Athletics jump on Michael King, Padres can't bounce back in series-ending loss
There is no supposed to in baseball.
At least not in the context of a single game. The sport isn’t predictable.
Most times this season, the Padres can be thankful for that.
They hit less often than any team, yet they have won more often than just a handful of teams.
On Sunday, though, the vagaries of baseball worked against them and deprived them of a series sweep.
That and the fact that they continued to make outs when a hit would matter most.
“Just couldn’t get the big knock,” Fernando Tatis Jr. said. “Kept building momentum, but didn’t finalize the last punch.”
They lost 5-2 to the Athletics on a cool, cloudy afternoon at Petco Park when their No. 1 starter got battered around and they could not turn nine hits into much of anything.
They threatened to win another game in the final half-inning, something they have done an MLB-high eight times.
But after Jackson Merrill and Ramón Laureano walked to start the ninth inning, Ty France struck out against left-hander Hogan Harris before righty Scott Barlow came in to strike out pinch-hitter Nick Castellanos and get Tatis on a game-ending fly ball to right field.
“First two at-bats, guys did a great job getting on,” France said. “Felt like we had some momentum. We just stopped it.”
The ending, though, was just that. The Padres were down from the start, and all of their rallies in between turned out to be just hiccups.
The Athletics used opener Luis Medina before handing the ball to struggling left-hander Jacob Lopez, who allowed one run over 4⅔ innings and lowered his ERA to 5.73 in his best outing of the season.
Padres starter Michael King, conversely, had his worst start and was gone before the fourth inning was finished with the Padres trailing 4-0.
The Athletics scored a run in the ninth inning against Bradgley Rodriguez to make the lift heavier for the Padres in the ninth.

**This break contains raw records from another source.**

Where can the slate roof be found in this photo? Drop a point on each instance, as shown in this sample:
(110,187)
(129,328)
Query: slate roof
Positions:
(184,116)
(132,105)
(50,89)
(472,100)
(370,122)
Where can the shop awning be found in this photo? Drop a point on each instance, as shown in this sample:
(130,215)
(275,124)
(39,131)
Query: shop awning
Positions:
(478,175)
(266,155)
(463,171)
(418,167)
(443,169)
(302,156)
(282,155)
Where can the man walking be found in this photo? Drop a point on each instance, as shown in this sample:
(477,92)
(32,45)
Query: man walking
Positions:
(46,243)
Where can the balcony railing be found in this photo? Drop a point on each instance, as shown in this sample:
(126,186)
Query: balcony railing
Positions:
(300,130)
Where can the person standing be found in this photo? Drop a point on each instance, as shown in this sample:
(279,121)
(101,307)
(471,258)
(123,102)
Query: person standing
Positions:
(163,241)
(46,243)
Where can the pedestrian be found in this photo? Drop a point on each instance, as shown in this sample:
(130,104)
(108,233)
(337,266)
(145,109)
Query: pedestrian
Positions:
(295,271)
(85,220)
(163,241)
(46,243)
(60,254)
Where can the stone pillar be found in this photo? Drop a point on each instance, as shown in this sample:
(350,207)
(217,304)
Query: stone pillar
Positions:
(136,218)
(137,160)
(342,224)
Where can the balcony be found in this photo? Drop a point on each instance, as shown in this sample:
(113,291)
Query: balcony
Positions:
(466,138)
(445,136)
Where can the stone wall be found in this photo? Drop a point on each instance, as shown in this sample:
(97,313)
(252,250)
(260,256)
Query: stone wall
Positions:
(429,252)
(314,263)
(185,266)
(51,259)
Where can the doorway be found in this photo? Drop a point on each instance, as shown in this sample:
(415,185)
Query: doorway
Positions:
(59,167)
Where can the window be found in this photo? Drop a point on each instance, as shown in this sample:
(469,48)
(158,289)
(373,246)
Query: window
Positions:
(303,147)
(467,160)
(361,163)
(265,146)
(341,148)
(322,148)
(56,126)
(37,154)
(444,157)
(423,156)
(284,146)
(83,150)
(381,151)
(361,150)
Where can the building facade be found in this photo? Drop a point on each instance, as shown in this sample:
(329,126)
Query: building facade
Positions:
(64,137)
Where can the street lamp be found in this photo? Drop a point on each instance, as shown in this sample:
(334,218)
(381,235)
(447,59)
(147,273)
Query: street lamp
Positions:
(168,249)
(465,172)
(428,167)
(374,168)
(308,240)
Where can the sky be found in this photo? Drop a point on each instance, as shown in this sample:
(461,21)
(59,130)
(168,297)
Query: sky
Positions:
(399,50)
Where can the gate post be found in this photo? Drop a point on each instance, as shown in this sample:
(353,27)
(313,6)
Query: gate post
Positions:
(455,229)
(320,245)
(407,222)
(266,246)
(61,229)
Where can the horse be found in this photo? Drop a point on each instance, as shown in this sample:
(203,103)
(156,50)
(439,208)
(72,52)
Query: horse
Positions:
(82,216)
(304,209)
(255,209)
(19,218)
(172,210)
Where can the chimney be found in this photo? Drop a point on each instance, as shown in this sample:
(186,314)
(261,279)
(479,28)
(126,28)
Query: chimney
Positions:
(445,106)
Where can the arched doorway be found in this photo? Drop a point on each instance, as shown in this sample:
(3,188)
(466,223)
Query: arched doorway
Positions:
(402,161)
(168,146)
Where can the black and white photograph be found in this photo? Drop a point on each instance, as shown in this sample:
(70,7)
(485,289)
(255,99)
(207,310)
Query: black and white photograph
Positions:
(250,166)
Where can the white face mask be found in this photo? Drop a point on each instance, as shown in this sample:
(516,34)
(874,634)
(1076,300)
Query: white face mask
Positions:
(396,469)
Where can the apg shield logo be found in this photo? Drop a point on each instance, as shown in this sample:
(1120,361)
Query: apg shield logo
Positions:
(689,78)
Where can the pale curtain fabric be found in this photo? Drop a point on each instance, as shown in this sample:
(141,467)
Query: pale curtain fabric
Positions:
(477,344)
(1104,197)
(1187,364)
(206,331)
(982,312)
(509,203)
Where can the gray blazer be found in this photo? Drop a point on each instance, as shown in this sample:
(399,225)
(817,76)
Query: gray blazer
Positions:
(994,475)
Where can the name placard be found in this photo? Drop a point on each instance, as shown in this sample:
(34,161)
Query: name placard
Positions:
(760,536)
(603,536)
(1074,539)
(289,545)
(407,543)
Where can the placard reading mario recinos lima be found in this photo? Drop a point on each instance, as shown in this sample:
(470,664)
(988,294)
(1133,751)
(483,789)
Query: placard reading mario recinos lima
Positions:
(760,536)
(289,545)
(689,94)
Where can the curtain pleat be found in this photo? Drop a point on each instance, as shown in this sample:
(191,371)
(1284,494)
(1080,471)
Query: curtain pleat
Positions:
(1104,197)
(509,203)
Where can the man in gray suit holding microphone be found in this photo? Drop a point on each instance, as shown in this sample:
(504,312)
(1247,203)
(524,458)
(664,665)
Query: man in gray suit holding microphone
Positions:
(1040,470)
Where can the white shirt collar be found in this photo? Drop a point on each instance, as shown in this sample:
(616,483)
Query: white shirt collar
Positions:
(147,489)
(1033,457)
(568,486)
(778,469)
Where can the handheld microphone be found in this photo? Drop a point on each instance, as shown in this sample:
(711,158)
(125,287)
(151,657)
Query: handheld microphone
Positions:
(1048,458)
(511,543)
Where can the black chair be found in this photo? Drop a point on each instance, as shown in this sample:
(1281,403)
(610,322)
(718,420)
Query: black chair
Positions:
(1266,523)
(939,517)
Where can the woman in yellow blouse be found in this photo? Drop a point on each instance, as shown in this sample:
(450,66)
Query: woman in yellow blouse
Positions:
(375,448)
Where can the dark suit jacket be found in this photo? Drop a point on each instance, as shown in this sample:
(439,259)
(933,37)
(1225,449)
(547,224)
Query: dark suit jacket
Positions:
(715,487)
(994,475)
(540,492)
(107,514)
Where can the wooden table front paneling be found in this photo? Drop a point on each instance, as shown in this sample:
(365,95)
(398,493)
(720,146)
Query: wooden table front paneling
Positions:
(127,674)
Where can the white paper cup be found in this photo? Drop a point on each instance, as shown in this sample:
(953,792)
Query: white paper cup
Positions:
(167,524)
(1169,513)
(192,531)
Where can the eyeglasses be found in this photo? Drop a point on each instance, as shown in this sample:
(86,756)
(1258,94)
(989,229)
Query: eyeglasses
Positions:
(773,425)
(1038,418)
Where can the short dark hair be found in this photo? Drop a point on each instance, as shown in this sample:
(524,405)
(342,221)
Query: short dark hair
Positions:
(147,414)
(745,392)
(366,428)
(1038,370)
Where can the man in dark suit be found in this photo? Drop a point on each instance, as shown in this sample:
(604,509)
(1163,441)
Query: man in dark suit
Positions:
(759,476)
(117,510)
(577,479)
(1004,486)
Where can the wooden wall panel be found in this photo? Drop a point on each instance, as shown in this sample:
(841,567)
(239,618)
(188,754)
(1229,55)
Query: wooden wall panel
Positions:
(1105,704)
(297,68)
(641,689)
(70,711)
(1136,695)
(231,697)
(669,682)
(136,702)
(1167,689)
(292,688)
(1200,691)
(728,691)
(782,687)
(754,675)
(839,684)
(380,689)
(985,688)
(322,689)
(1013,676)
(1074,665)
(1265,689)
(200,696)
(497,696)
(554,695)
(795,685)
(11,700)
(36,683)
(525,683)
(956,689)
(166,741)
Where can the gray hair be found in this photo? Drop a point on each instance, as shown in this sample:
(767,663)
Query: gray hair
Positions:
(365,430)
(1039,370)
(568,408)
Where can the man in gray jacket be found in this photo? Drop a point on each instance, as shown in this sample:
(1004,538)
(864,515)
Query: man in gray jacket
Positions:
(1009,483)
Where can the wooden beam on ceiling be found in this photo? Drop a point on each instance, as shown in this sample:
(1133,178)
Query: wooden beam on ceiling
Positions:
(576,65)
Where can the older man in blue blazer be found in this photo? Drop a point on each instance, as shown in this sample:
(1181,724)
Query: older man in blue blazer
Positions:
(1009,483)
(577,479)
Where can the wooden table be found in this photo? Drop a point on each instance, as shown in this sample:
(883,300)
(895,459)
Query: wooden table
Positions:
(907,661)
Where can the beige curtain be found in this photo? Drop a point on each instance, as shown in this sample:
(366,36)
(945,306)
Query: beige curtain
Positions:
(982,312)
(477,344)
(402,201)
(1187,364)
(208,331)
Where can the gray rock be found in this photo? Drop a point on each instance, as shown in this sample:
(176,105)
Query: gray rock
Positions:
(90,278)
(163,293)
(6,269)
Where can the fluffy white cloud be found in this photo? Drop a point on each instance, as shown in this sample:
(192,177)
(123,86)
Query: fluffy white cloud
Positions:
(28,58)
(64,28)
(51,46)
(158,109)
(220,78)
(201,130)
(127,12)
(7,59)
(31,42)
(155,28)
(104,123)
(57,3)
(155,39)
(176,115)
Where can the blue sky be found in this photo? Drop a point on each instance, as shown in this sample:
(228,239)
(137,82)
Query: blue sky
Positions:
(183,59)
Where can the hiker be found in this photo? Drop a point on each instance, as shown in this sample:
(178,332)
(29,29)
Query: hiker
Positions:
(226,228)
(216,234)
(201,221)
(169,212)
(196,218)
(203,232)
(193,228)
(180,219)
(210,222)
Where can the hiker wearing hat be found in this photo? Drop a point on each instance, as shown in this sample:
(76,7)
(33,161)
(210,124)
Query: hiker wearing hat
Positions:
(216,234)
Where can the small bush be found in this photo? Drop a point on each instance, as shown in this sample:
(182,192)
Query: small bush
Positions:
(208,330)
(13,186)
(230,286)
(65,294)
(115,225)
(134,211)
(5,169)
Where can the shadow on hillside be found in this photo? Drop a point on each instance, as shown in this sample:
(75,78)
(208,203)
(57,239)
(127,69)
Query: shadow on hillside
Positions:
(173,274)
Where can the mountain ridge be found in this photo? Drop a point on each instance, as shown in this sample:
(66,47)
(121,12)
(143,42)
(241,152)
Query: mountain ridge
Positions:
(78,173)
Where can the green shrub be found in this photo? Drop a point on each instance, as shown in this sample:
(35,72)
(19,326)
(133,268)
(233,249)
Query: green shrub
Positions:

Those were their first runs since the fourth inning, as Padres relievers Ron Marinaccio and Wandy Peralta did their part to facilitate a comeback by combining for 4⅓ scoreless innings.
King's troubles began with the first batter of the game.
After Carlos Cortes watched two strikes and fouled off the next three pitches, he sent a changeup at the bottom of the zone 380 feet, off the top of the right-field wall and into the seats.
It got worse from there, as nine of the final 18 batters King (4-3, 2.76) faced reached base.
The Athletics added two runs on a walk, a double and a single in the second inning. After a leadoff double in the fourth inning, a pair of one-out walks loaded the bases before King got a second out. But a wild pitch brought home the Athletics’ fourth run.
“I never felt like I had it,” King said.
The Padres, whose five comebacks from four runs down are most in the major leagues, could not manage another.
This time it wasn't because the lightest-hitting team in the major leagues was impotent at the plate. The Padres had more hits than in any of their previous five games and raised their MLB-worst batting average one point to .220.
But none of those hits came with runners in scoring position.
They went 0-for-8 with men on second and/or third base Sunday, scoring only on Manny Machado's sacrifice fly in the sixth inning and France's home run in the seventh.
It was the fifth time in six games the Padres went hitless with runners in scoring position, and they are 2-for-26 in that circumstance over those six games.
They had beaten the Athletics on Friday with seven runs on seven hits and won Saturday with two runs on two hits. The former came with a boost from three home runs, the latter with help from an avalanche of walks.
Some of the Sunday traffic ran right into outs. And Padres manager Craig Stammen had no problem with either Tatis ending the third inning when he was thrown out trying to turn a single into a double or when the fifth inning ended when third base coach Bob Henley directed France to try to score from first base on Tatis’ double to left.
“That’s when you do it - with two outs,” Stammen said. “Can’t guarantee the next person is gonna be able to move the line. So, when you get a chance, you gotta take it.”
Stammen had talked last week about his desire for the Padres to run more. He said it had been difficult to do so when they were not getting on base all that much. But that struggle is part of what sparked a recent directive to be more aggressive on the bases.
“We cannot be afraid of making mistakes,” he said. “We start playing passive, unaggressive baseball, we’re just going to set ourselves up for a conservative ‘You didn’t do anything wrong, but you didn’t win the game.’ At least today we can go back, ‘We lost the game, but you know what, we put it all out there and did what we could do to try to create some energy, create some runs, some aggressiveness.’ And we’ll go home satisfied with that.”
Sunday was just the second time the Padres lost in 19 games in which they have gotten at least nine hits. And the Padres took encouragement from all the traffic.
“We’re looking better as a group,” Tatis said. “We’re just gonna keep going, and it’s gonna come at the right moment.”